Washington, 23 August 1996 (RFE/RL) -- The Molotov-Ribbentrop Pact, signed 57 years ago today, remains a powerful reminder to East Europeans that their fate can be decided by others secretly and without their participation.
This 1939 accord between between Hitler's Germany and Stalin's Soviet Union, it will be recalled, eliminated the threat that Hitler would have to fight on two fronts, thus opening the way to war in Europe and to untold suffering throughout the region. But those tragic consequences are not the primary reason the pact continues to resonate so strongly in East European thinking.
Instead, its impact arises from three other aspects of the accord that some fear could be repeated -- even in the quite different conditions of today or tomorrow.
The first is that the Nazi-Soviet accord was at the time totally unexpected. Up to the time of the signing of the pact, Hitler and Stalin each declared the other his sworn enemy. But as a result of the agreement, they suddenly became allies, very much at the expense of their smaller neighbors.
All too many people in the zone of weak states between Berlin and Moscow and the Baltic and the Black Seas, the geopolitical seedbed of the first and second world wars, continue to fear that such a sudden and unexpected shift in position at their expense could happen again -- albeit with different players and for different purposes.
The second aspect of the pact which helps explain its continuing resonance is that its secret protocols had an even greater impact on the peoples of this region than did the public version of the pact.
Among other things, these protocols divided Eastern Europe between the Germans and the Soviets into spheres of influence and allowed for the Soviet occupation of the Baltic States and other regions.
Again, many in this region remain fearful that whatever the West and Russia are saying to each other in public, these powers may be saying something in private that is different and threatening to the interests of Eastern Europe.

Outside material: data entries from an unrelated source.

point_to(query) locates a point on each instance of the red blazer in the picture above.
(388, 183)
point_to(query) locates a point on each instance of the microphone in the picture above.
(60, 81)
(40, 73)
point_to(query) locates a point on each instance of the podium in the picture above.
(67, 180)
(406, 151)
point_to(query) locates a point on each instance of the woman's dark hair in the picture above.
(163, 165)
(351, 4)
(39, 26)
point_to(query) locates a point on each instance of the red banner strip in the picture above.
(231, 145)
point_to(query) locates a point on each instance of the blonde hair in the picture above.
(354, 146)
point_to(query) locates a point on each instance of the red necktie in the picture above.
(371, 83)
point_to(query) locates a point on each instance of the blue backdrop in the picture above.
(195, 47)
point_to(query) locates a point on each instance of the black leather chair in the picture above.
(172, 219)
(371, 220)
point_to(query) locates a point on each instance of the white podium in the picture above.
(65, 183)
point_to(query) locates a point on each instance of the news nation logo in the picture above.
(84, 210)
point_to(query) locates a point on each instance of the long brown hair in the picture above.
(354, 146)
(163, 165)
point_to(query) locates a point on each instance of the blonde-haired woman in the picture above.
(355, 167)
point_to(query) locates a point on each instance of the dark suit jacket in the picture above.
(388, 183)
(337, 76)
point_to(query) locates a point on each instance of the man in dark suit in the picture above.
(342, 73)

The third aspect of the 1939 pact that continues to have an impact on East European thinking in 1996 is that the Nazi-Soviet agreement decided the fate of the countries of Eastern Europe without consulting them -- the people most directly affected. Many in Eastern Europe believe that something like that could easily happen again.

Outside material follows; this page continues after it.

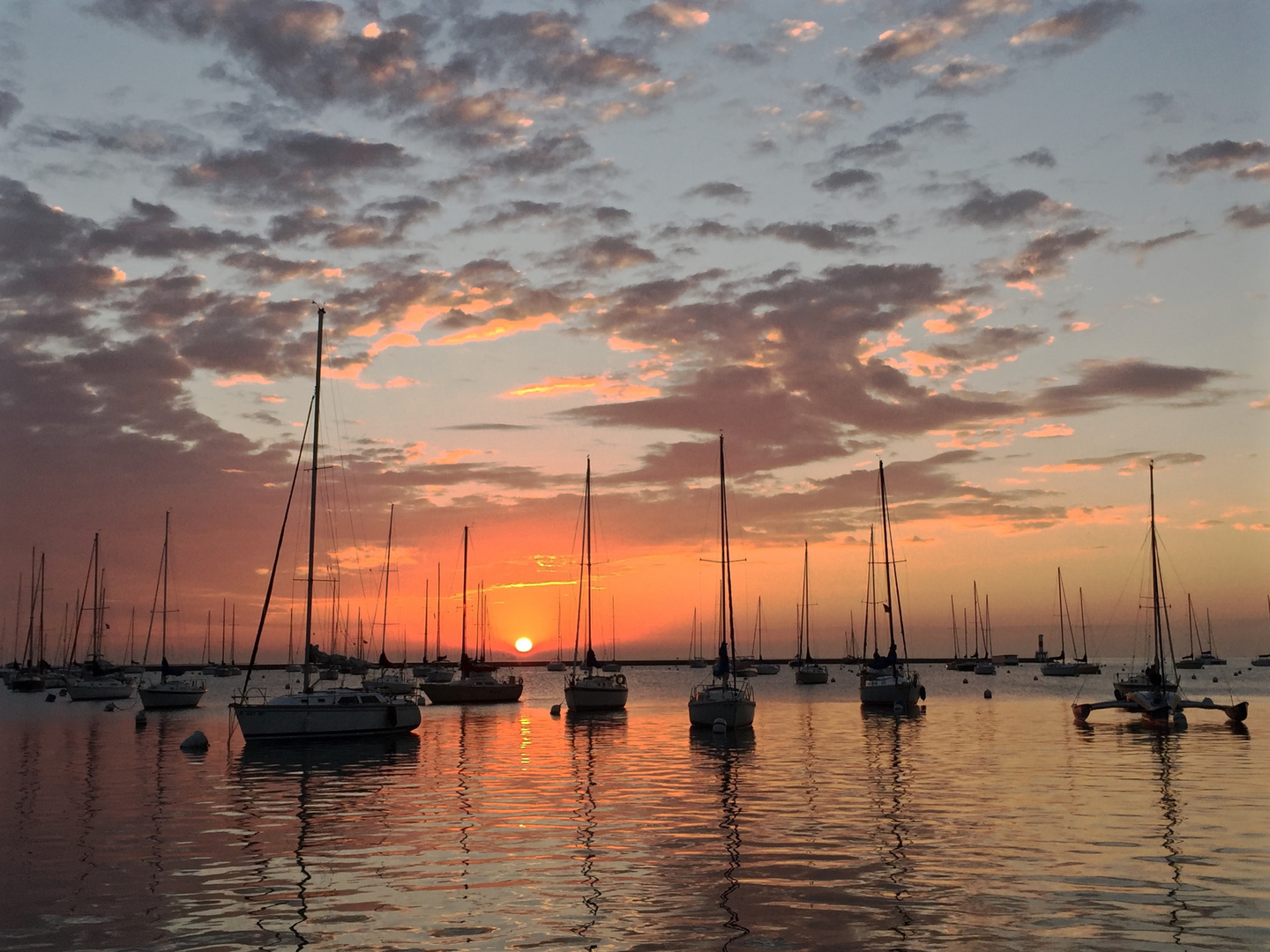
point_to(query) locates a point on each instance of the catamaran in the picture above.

Such fears, reflected often by references to the 1939 accord, have only increased as Moscow has sought to achieve some kind of grand bargain with Western governments on security in Europe, to sign a 16 plus 1 agreement with NATO, and to overcome Western objections to defining, formally or informally, spheres of influence on the continent.
Because most of the diplomatic and political exchanges concerning such agreements pass between Moscow and the West over the heads and without the direct participation of the East European states, the latter not surprisingly fear the worst, given their often unfortunate history.
Obviously, the world is a very different place than it was in 1939, and neither the East nor the West wants the same kind of division of Europe that was drawn by Hitler and Stalin 57 years ago today.
But East European fears of possible accords affecting the region, reached without its participation, fears reflected in continuing references to the Molotov-Ribbentrop Pact, are genuine if overstated.
And on this anniversary of an accord that had so many tragic consequences, these fears place a special burden on everyone involved -- great powers and small, East and West -- to conduct international relations in a way sufficiently transparent and honest that all may feel their voice has been heard and their interests protected.